Bob Dylan: Piedra legendaria

Un cúmulo de circunstancias extraordinarias han rodeado la vida del mítico cantante

Bob Dylan actuando con "The Band at the Forum" en Los Angeles el 15 de febrero de 1974
Bob Dylan actuando con "The Band at the Forum" en Los Angeles el 15 de febrero de 1974Jeff RobbinsAP

Bob Dylan cumple ochenta años justo por los días en que desaparecen otros miembros de su generación, distantes geográficamente de él, como Franco Battiato y otros que, aunque habitaran en extremos alejados del globo, compartían una misma visión inquieta sobre el uso que puede tener la música popular en nuestras sociedades modernas. Como si fuera poca la leyenda que ya acompaña de por sí al cantautor de Minnesotta, da la sensación que, en la última parte de su vida, éste se hubiera propuesto agrandarla además con rasgos casi matusalénicos, sobreviviendo a todos los nombres importantes que le acompañaron en la feliz eclosión de los 60 y 70. Echemos cuentas: han desaparecido ya Lou Reed, David Bowie, George Harrison, John Lennon y él sigue ahí.

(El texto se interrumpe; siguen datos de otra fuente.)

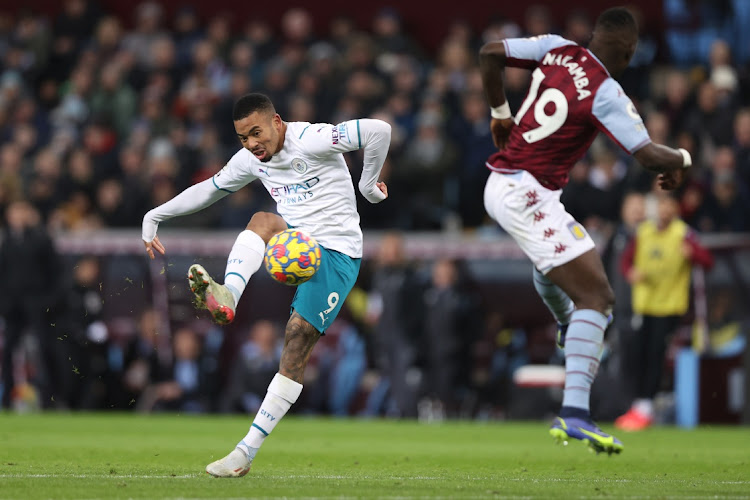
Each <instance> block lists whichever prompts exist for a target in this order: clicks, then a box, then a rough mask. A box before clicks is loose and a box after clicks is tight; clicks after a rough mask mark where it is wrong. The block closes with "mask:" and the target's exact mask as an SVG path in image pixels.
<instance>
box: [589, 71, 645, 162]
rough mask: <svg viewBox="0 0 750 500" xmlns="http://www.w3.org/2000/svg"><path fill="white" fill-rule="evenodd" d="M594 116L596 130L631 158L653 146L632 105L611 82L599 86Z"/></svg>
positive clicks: (612, 79)
mask: <svg viewBox="0 0 750 500" xmlns="http://www.w3.org/2000/svg"><path fill="white" fill-rule="evenodd" d="M591 114H592V116H593V117H594V123H595V125H596V126H597V128H598V129H599V130H601V131H602V132H604V133H605V134H607V135H608V136H609V137H611V138H612V140H614V141H615V142H616V143H617V144H618V145H619V146H620V147H621V148H622V149H624V150H625V151H627V152H628V153H629V154H633V153H635V152H636V151H638V150H639V149H641V148H642V147H643V146H645V145H646V144H648V143H650V142H651V138H650V137H649V135H648V131H647V130H646V126H645V125H644V124H643V119H642V118H641V115H639V114H638V111H637V110H636V109H635V105H634V104H633V101H631V100H630V98H629V97H628V96H627V95H625V92H624V91H623V90H622V87H620V84H619V83H617V82H616V81H615V80H614V79H612V78H608V79H606V80H604V82H603V83H602V84H601V85H600V86H599V89H598V90H597V92H596V96H595V97H594V103H593V104H592V106H591Z"/></svg>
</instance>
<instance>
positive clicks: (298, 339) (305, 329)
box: [279, 311, 320, 384]
mask: <svg viewBox="0 0 750 500" xmlns="http://www.w3.org/2000/svg"><path fill="white" fill-rule="evenodd" d="M319 338H320V332H319V331H318V330H316V329H315V327H314V326H312V325H311V324H310V323H308V322H307V320H305V319H304V318H303V317H302V316H300V315H299V314H297V312H296V311H295V312H293V313H292V316H291V317H290V318H289V321H288V322H287V324H286V333H285V334H284V349H283V350H282V351H281V363H280V365H279V373H280V374H282V375H284V376H285V377H287V378H290V379H292V380H294V381H295V382H297V383H299V384H301V383H302V376H303V374H304V372H305V366H307V361H308V360H309V359H310V354H312V350H313V347H315V344H316V343H317V342H318V339H319Z"/></svg>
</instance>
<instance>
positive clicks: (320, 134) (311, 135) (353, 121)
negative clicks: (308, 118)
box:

El cúmulo de circunstancias extraordinarias que han rodeado su vida -muchas de ellas casuales- han hecho de guarnición a su extraordinario y prolífico talento y provoca que sus fans más recalcitrantes terminen colocándolo en el terreno del mesianismo. Uno puede echarse a temblar si se le ocurre recordar con justicia que Dylan es muy grande, pero que no hay tanta diferencia de talla entre él y muchos otros de los compositores gigantescos de su época como Ray Davies, Paul McCartey, Paul Weller, Lou Reed, David Bowie, Franco Battiato, Paolo Conte, etc. En esos casos, el seguidor acérrimo reacciona muy mal a la crítica: Dylan debe ser la divinidad única, señor omnipotente, uno y trino del reino de aquella canción popular que quiso decir algo más en sus letras que no fuera el simple escapismo.

El lado más desprotegido de esa batalla para los fans sectarios es precisamente la característica de prolífico que siempre ha acompañado el talante creativo de Bob. Como todo aquel que hace muchas cosas, Dylan ha tenido grandes aciertos, pero más oportunidades de equivocarse que muchos autores que se estaban más quietos y decantaban más sus composiciones antes de permitir que llegaran al público. Sus momentos más extravagantes (que piadosamente cubrimos con una capa de olvido por admiración y cariño) rozan a veces el ridículo. Uno de esos momentos sonrojantes es la canción “Romance in Durango”, contenida en el álbum “Desire”, donde acumula todos los tópicos más rudimentarios y peliculeros sobre el mundo mexicano e hispánico: como tantos anglosajones, un día decubrió que Durango rima con tango y fandango y extrajo de ello precipitadas conclusiones.

Hay muchos momentos así en la carrera de Dylan: sus conversiones religiosas, sus maquillajes de estilista vengativo, sus libros ilegibles, sus sombreros imposibles… Del mismo modo que los Stones serán menos famosos que los Beatles, pero podrán tener a gala nunca haberse permitido un “Ob la dí-ob la dá”; Davies, Bowie o Battiato tampoco hubieran sido jamás tan indulgentes como Dylan consigo mismo. Ahora bien, sin Dylan, ninguno de ellos habría existido. Por tanto, el octogenario Bob tiene derecho al título de piedra legendaria del rock y, si algún día hay que decretar la desaparición del género, erigirse simbólicamente como su principal lápida resumida y representativa.